The Iraqi cabinet has reported out draft legislation that will remove immunity from prosecution for private security guards such as those of Blackwater. The immunity was put into law by US viceroy Paul Bremer in 2003-2004 when the US was running Iraq as a colony. Such ‘extra-territoriality’ is common in a colonial situation, since it would be unseemly for ‘natives’ to sit in judgment of citizens of the metropole. Typically the first thing modern nationalist regimes like Egypt did when they moved toward independence of colonial powers such as Britain was to abolish extraterritoriality, i.e. laws shielding foreign residents from prosecution inn local courts. Extraterritoriality for US troops in Iran in the 1960s was one of Khomeini’s complaints against the Shah. The Iraqi cabinet move is a step toward renewed independence and self-assertion for the Iraqi government vis-a-vis the United States. Now if only the al-Malik government could assert itself in, and provide services for, Iraq itself.

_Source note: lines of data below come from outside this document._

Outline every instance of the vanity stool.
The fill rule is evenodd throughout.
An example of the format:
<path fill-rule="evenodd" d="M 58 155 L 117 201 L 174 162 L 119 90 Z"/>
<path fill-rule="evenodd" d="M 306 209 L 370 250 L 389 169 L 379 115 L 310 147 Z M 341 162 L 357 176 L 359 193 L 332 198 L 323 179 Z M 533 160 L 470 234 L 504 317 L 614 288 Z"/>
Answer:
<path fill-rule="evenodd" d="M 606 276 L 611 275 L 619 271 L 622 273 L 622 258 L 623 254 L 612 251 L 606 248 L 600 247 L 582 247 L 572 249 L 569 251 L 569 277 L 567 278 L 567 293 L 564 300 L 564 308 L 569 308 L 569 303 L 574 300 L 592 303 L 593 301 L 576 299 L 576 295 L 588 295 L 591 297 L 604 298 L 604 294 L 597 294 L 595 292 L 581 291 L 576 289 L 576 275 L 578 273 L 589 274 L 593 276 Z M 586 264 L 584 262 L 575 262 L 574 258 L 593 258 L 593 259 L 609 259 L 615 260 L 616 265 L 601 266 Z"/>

Sen. Pat Leahy is slamming the Bush administration for bestowing immunity on private US security guards in Iraq. Since Iraq’s new law will not affect past infractions, the US courts are the only arena where murders might have been punished. Not likely.
Mark Kukis of Time in Baghdad asks if the recent horrific violence in Baquba (see below) is a signpost for the future. The US troop escalation can’t last forever, and by this time next year there will be at most 130,000 US troops in Iraq. As the extra units are drawn down, will the violence start up again? Likely, yes.
Iran is denying that it has any role in killing US troops in Iraq. Since the Iranian regime has not been shy in claiming credit for, e.g., Hizbullah attacks on Israel, it is significant that it is going out of its way to deny the US allegations.
The Turkish military is still squeezing PKK guerrillas and trying to close off their escape routes in eastern Anatolia near the Iraq border.